BY DAN BUSKIRK FILM CRITIC The most unusual thing about the new locally-shot drama opening today, Night Catches Us, is its setting: northwest Philadelphia’s Germantown neighborhood in the year 1976. An African American enclave, this inner city setting in is not the concrete jungle most would associate with northern U.S. cities but a sprawling woodsy landscape offset by old stone and brick businesses and homes. Night Catches Us is the rare African America drama unconcerned with religion or drug-toting gangsters but it is instead a clever disguise for a old-fashioned Western.

There’s no better town to set such an updated Western than Rizzo-era Philly, known for the violence of its brutal policing; by 1979 a federal lawsuit was filed over the years of brutality and corruption in the force. Night Catches Us is set in it’s African American community just as the militant Black Panther party was deep in decline as a presence in the city. Our hero is Marcus Washington (the deeply soulful actor Anthony Mackie), a former Panther who returns from parts unknown after his father has passed away. The community is none to happy to see him, his Muslim brother (rapper Black Thought of the Roots) hisses with disgust in his presence and the remnants of the Panthers, who make their home in a run-down saloon, brand him a snitch. The event that gave Marcus this label is on everybody’s mind, but no one will talk about it and what happened in that moment of recent history is the mystery that goes unresolved till the film’s final act.

This is the first feature from writer/director Tanya Hamilton and the freshness of its perspective underlines the sad dearth of black stories outside of the Tyler Perry-derived melodramas or crime-driven action films. The Black Panthers, who are seen mainly in grainy, black and white news footage, linger as a spooky and/or hopeful memory that gives a deeper political context to the characters than you’d see in similar drama.

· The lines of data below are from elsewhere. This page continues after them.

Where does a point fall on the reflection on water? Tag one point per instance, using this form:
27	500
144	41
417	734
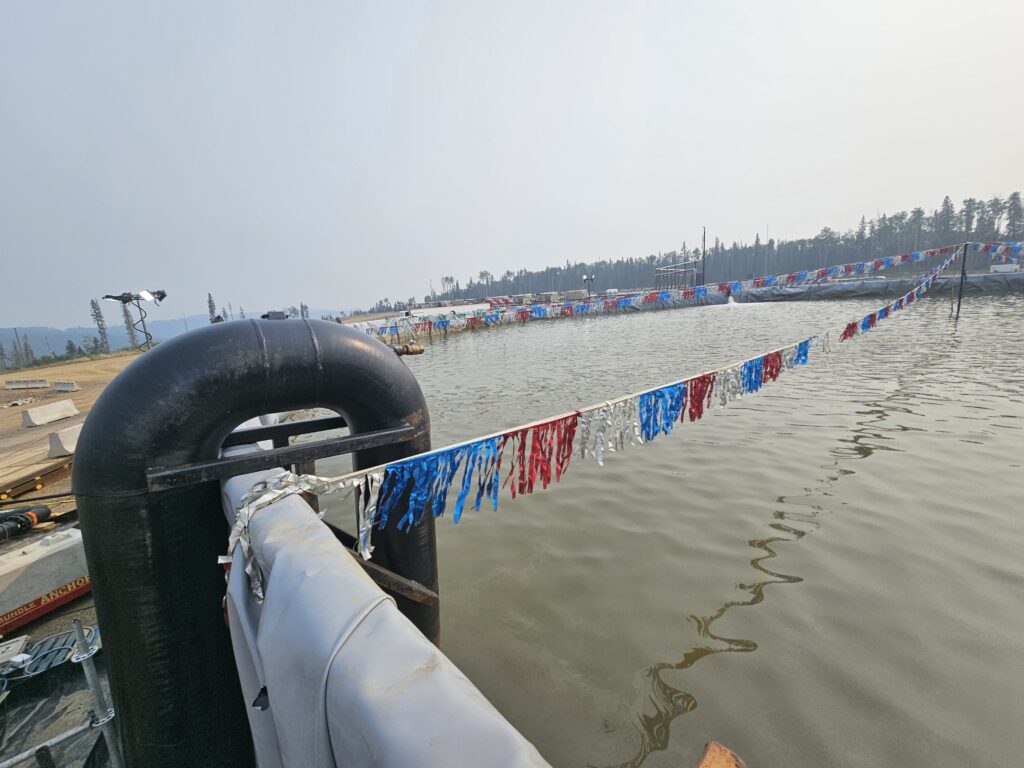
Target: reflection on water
667	701
871	433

I’d also attribute the film’s freshness to the presence of a woman writer and director. Although this story’s roots are in the Western genre, Kerry Washington’s character Patty is at its heart as well, and her complicated loyalties, between her young daughter and her rising passion for Marcus, make her far more than just a damsel in distress.

While Marcus’ journey to live in peace in this volatile setting unfolds in a somewhat predictable fashion, the people he meets and the tense terrain of this community under siege give the film a crackling energy of its own. Hamilton makes a nod to Philly history when she shows a police line-up with bar fighters standing at gunpoint while stripped of their shirts (should she have gone further and taken down their pants with Rizzo arriving with his nightstick in his cummerbund?). The films is further bolstered by a soundtrack by The Roots peppered with some rare soul gems, two from the resurrected crooner Darondo as well as Syl Johnson’s classic “Is It Because I’m Black.” As a mystery, Hamilton’s resolution is a little pat; I was wishing that the noble Marcus would have taken action in a more cinematic climax after remaining tightly coiled for so long. Despite these reservations, Night Catches Us is a unique and provocative work, and one that you’ll hope is a foundational work from which director Hamilton builds a sturdy career.